In June 2020, a young comedian’s jokey YouTube video of his becoming more bro-like after drinking a spiked seltzer drink quickly gathered more than 20 million Facebook views. If, on the other hand, you check out the K-12 layoff stories on YouTube, Facebook or Twitter you won’t find a thing.

Elsewhere on the internet, you’ll find a few think-tank articles, but what otherwise appears to be overwhelming indifference to what promises to be a period of unprecedented hardship in American education. What accounts for our alarming inability in the midst of this pandemic to maintain some focus on what really matters?

The Extreme Scale of Coming K-12 Job Losses

An April 2020 overview of K-12 job losses notes that, more than 10 years after the Great Recession, employment in public schools hasn’t fully recovered from 2008’s Great Recession.
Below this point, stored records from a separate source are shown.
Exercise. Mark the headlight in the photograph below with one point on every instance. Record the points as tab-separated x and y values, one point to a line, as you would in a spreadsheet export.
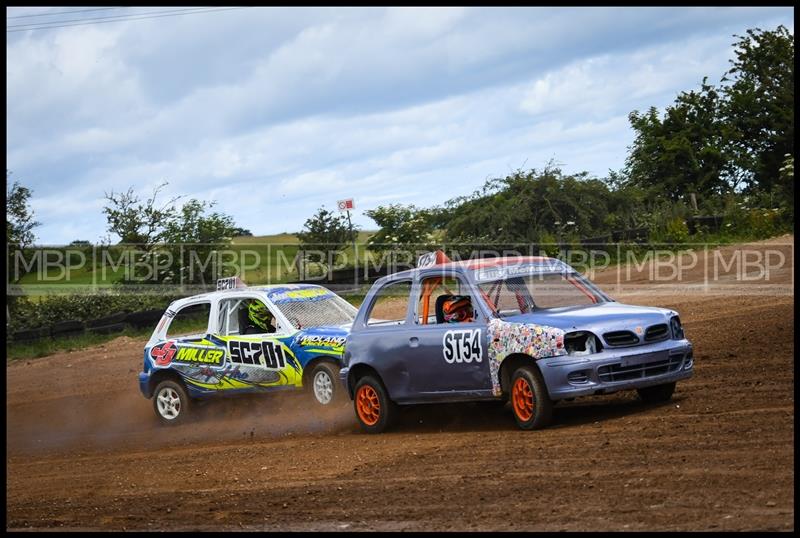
581	343
677	329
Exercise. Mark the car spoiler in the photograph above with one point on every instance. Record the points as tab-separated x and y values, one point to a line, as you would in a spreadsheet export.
230	283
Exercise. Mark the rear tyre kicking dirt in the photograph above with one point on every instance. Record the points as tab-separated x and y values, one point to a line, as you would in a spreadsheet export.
657	394
374	410
171	403
325	384
530	401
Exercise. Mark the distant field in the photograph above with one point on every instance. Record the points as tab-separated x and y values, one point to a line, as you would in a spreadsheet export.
269	258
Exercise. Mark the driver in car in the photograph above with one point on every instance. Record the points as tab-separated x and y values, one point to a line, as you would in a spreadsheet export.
458	309
259	319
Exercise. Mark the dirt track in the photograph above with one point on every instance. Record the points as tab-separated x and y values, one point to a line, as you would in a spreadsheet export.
84	450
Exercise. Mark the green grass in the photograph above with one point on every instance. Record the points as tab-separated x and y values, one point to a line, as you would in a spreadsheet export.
49	346
274	252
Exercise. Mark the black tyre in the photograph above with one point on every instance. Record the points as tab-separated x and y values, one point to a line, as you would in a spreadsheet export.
530	401
171	402
374	410
324	385
658	393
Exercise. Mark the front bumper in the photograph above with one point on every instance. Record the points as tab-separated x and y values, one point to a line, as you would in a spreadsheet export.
343	373
617	369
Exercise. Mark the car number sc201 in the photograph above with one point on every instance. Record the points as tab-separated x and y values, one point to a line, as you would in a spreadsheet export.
462	346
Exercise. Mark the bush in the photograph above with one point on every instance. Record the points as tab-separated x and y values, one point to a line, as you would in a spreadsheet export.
676	231
27	313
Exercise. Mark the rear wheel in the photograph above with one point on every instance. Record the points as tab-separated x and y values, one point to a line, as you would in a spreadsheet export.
374	410
530	401
325	385
658	393
171	402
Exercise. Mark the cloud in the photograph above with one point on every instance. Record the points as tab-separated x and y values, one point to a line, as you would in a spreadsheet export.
275	111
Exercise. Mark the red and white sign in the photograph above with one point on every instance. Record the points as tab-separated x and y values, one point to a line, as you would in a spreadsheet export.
346	205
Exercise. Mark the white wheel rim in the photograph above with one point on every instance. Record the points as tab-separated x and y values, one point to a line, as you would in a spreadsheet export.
169	403
323	387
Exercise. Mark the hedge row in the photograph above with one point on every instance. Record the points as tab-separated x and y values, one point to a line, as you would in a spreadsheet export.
92	311
106	325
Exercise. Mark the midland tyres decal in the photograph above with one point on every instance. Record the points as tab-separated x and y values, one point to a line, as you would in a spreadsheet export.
462	346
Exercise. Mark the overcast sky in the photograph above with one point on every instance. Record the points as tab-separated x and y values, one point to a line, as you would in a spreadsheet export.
273	112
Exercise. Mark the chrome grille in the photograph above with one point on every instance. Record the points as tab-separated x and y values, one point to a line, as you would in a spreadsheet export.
656	333
621	338
617	372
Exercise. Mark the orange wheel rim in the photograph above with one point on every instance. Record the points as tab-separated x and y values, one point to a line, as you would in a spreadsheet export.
522	397
368	406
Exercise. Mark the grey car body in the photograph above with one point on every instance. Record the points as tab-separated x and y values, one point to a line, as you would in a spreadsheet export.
625	346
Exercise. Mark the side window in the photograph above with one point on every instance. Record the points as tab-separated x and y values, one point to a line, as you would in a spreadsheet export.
390	304
509	296
191	320
443	299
The research further indicates that without support from the federal government, the revenue shortfalls related to the current crisis will be dramatically worse.

The Economic Policy Institute’s researchers, for instance, anticipate a “revenue shortfall of nearly $1 trillion by 2021.” According to the U.S. Bureau of Labor Statistics, by early April, just a few weeks after the federal government acknowledged the existence of the pandemic, the job losses in the education sector had already reached 468,000, more than the total number of K-12 job losses over the year-and-a-half of the Great Recession.
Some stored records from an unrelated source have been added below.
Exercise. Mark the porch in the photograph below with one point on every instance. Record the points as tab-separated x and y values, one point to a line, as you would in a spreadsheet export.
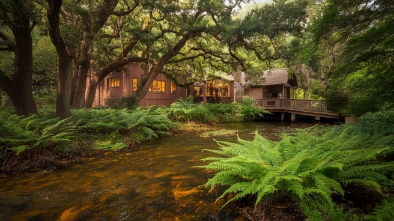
315	108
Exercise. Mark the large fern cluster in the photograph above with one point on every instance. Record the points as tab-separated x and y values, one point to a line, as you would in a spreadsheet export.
111	129
308	167
20	133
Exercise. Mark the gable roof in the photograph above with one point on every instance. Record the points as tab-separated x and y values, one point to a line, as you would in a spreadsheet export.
278	77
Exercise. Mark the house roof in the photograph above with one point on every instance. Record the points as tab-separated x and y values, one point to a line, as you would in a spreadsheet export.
278	77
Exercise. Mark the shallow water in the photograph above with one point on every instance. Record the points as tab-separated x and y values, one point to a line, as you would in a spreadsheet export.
158	181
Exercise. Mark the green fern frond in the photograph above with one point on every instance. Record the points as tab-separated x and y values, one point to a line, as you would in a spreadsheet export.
19	149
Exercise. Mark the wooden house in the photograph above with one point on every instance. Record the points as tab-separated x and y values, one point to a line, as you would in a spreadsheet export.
275	84
123	83
220	88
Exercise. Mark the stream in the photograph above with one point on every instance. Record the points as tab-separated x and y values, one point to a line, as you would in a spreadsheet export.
157	181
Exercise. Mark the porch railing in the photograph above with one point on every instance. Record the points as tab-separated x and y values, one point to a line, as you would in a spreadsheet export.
295	104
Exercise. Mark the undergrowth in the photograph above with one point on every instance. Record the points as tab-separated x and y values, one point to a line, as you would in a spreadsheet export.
109	128
311	165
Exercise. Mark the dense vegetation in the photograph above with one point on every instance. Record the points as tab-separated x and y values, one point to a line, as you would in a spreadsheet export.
106	129
313	166
86	131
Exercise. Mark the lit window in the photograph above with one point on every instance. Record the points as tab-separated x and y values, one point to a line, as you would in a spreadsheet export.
158	86
135	83
173	87
114	82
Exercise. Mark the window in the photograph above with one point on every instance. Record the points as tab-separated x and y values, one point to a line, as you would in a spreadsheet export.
135	83
114	82
173	87
158	86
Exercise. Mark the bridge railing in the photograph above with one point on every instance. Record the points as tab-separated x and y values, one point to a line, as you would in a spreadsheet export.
295	104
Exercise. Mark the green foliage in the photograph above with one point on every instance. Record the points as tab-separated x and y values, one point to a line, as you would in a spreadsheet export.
308	166
109	127
384	212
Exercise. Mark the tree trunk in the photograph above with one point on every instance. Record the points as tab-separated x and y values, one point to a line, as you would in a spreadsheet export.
19	87
92	92
83	69
65	60
80	89
64	88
The Troubled Future of American Education Funding

There’s little reason to think the recovery from the current crisis will be any faster than the more than 10-year-long partial recovery from the 2008 crisis and several reasons to believe it will take longer.
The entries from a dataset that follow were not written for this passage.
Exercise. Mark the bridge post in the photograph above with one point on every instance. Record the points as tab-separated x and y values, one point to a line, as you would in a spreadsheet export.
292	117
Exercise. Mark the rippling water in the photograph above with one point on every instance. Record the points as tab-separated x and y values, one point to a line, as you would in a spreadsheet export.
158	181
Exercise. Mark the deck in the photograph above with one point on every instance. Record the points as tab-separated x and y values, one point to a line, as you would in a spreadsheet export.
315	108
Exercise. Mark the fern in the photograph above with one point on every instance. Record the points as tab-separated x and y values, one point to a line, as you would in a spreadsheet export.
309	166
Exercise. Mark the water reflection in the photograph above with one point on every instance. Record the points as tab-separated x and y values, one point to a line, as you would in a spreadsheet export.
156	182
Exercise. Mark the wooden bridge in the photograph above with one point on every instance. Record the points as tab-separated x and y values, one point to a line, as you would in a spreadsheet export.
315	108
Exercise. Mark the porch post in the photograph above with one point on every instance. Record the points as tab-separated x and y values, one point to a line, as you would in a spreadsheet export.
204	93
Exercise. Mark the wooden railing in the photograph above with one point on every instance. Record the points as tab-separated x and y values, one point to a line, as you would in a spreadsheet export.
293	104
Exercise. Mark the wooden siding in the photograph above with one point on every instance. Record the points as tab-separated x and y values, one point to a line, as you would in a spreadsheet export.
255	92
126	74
For one thing, despite a kind of reigning Pollyanna-like forced optimism from the federal government, when the K-12 job losses in the first few weeks of the COVID-19 pandemic already exceed the total losses in the Great Recession, we have to recognize that by 2021 job losses in education could amount to another half-million. Even if the eventual jobs recovery in this current crisis proceeds at the same pace as the earlier recovery, since the employment deficits this time will be substantially greater, full recovery will take substantially longer.

Survival of the Fattest

There are two big differences between this crisis and the earlier one, however, and both suggest greater problems for education’s recovery this time around. The first is that the current federal administration isn’t inclined to favor K-12 public school education. The Trump administration’s Secretary of Education, Betsy DeVos, has stated on several occasions that the federal government’s public school education budget is bloated and needs cutting.

Although the CARES Act provides some education funding and rules-relaxation to help states respond, this support to date has amounted to about $13.5 billion. As earlier noted, the overall shortfalls at the states’ level will be nearly $1 trillion, and, while the percentage varies from state to state, overall about a quarter of that will be shortfalls in education.

Clearly, K-12 financial recovery will depend upon support at the state level. An important component of this support begins with taxes collected from each school district. But, as has long been observed, the structure of tax collection for education is a part of the continuing disadvantage suffered by poorer school districts, which are also disproportionately the school districts inhabited by students of color, whose neighborhoods have been most seriously impacted, financially and medically, by the COVID-19 pandemic.

Making this bad situation even worse is the financial condition of the states themselves. Even in liberal states generally more inclined to support K-12 funding, state governments are disinclined to bail out the schools this time — there’s just no money. On the contrary, almost every state anticipates further K-12 funding cuts. In California, for example, Gov. Gavin Newsom’s proposed state budget cuts for 2021 K-12 funding are around 10%.

Why We Love Those Jokey Drinking Videos So Much

The coronavirus epidemic isn’t just a health crisis; it’s a crisis that’s brought to the fore other crises that, historically, Americans have had trouble processing. Important among them are growing financial inequality; a pause in life expectancy; the complex of racial disadvantages and dangers underlying the Black Lives Matter protests; even the future of employment.

That’s a lot of uncertainty and disparity to address. To our credit, it does seem that as a nation we’re trying to address our difficult racial legacy with greater openness and willingness than before. But the piling up of these various social, medical and financial ills has a lot of Americans emotionally maxed out.

Viral internet silliness isn’t a solution, obviously. But it provides a brief respite. It seems quite human to put off trying to do much about some of these other crises until we are at least past the nadir of existential despair COVID-19 provides. Unfortunately, by the time we’re really ready address the funding crisis in education, the situation will have further deteriorated. We likely face a long and unhappy recovery.